Importing items with value annotations

Hi,

we’re migrating a very large and complex database to Omeka S. At the moment I’m working out the data model.

As I want to be able to modify vocabularies (including the deletion to classes and properties) and templates while exploring the possibilities, I thought it best to create vocabularies, templates and items by API with a script. That way I can always start again with a clean Omeka S installation when I decide to go back a step and take another way. This way everything is reproducible and I can use a version control system like git to track what I do.

With some effort I found out how to do this for vocabularies (you have to use json files, right?) and templates. This hint was a great help: Upload resource template via API - #6 by jflatnes As explained in that thread I wrote a script that uses the API to look up the internal IDs of the template properties and the resource_class before uploading the template files. This way I can upload template files by API that I have exported from an Omeka S installation.

I’m now trying to do the same for items. The problem is that I have items that use value annotations. What is the best way to import these items into an Omeka S instance? I assume csv files won’t work for this, since they don’t support value annotations, right?

I can use JSON and the API to create items, and I can get the property IDs for each property using the API. However, I’m not sure how to get the correct resource template ID for the import. How can I solve this problem?

When I manually create an item in Omeka S and look at it under http://xyz.de/omeka-s/api/items the items begins like this:

{
    "@context": "http://xyz.de/omeka-s/api-context",
    "@id": "http://xyz.de/omeka-s/api/items/7",
    "@type": [
        "o:Item",
        "schema:Person"
    ],
    "o:id": 7,
    "o:is_public": true,
    "o:owner": {
        "@id": "http://xyz.de/omeka-s/api/users/1",
        "o:id": 1
    },
    "o:resource_class": {
        "@id": "http://xyz.de/omeka-s/api/resource_classes/107",
        "o:id": 107
    },
    "o:resource_template": {
        "@id": "http://xyz.de/omeka-s/api/resource_templates/3",
        "o:id": 3
    },
    ...
]

The json lacks the resource template name. This is an issue because I don’t want to rely on internal IDs in my files—these IDs can change if I delete and recreate a template or move items between different Omeka S installations. Ideally for maximum flexibility I’d like to be able to upload json data that I’ve got from the API without having to modify it manually.
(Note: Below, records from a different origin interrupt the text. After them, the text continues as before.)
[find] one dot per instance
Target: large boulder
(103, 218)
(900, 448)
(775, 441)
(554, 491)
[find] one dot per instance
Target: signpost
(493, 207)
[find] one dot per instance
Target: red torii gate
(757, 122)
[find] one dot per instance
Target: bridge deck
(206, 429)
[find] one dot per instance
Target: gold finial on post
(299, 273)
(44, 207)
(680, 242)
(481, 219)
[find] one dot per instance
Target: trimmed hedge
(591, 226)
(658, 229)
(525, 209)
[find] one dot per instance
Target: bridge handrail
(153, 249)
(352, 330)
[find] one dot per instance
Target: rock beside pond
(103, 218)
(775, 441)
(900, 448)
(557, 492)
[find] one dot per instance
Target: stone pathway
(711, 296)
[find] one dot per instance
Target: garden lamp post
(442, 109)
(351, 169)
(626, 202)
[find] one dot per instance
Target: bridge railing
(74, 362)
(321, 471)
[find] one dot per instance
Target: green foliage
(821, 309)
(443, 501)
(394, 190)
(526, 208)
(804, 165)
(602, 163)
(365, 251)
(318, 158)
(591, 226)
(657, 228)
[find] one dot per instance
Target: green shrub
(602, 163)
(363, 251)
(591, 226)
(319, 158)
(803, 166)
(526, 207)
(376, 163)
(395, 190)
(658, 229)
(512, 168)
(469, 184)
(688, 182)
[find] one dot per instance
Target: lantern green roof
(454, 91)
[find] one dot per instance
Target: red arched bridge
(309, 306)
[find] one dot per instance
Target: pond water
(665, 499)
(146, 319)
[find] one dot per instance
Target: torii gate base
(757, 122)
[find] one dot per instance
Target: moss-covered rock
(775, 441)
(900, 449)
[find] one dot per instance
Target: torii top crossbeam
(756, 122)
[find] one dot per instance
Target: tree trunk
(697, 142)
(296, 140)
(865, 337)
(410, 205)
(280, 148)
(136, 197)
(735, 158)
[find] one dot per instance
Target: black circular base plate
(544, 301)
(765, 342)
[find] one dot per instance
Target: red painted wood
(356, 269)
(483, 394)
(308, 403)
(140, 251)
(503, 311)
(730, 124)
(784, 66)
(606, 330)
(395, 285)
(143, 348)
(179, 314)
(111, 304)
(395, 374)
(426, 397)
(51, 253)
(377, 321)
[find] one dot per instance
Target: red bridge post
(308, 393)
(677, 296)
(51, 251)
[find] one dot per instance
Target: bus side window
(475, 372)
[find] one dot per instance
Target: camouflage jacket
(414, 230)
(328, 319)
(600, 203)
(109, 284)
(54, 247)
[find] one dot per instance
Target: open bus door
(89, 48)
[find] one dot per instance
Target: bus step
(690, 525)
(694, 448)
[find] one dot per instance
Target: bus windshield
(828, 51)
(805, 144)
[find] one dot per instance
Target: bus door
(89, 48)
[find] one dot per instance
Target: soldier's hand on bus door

So I think this comes down to two questions:

  1. How do I import data with value annotation (without knowing the internal IDs that are specific to an installation)? This is the same as this question: How do I export items with value annotations from on Omeka S instance and upload them to another?
  2. Is it a bug that the json data of an item does not contain the label of the resource template?

Kind regards,
Martin

How do I import data with value annotation (without knowing the internal IDs that are specific to an installation)? This is the same as this question: How do I export items with value annotations from on Omeka S instance and upload them to another?

Use the @annotation key when posting an item to the REST API. You will need to know the internal property IDs. There’s no way around that. For example:

"dcterms:title": [
    {
      "type": "literal",
      "property_id": 1,
      "@annotation": {
        "dcterms:hasVersion": [
          {
            "type": "literal",
            "property_id": 28,
            "@value": "1.0"
          }
        ],
        "dcterms:hasFormat": [
          {
            "type": "literal",
            "property_id": 38,
            "@value": "Text"
          }
        ]
      },
      "@value": "My Item"
    }
  ]

Is it a bug that the json data of an item does not contain the label of the resource template?

It’s not a bug.

When building and re-building your installation, if you create things in a particular order, caching the IDs while you go, it shouldn’t be a problem to refer to existing IDs when creating or updating resources.

Thanks for the quick reply.

I’m creating things in a particular order. But even then IDs might change. I’m using templates for the value annotations (using the module Advanced Resource Template), so when fleshing out a particular template the list of templates I need to create before that (because I reference them) might increase, resulting in changing IDs. When I add or delete properties from a vocabulary IDs might change.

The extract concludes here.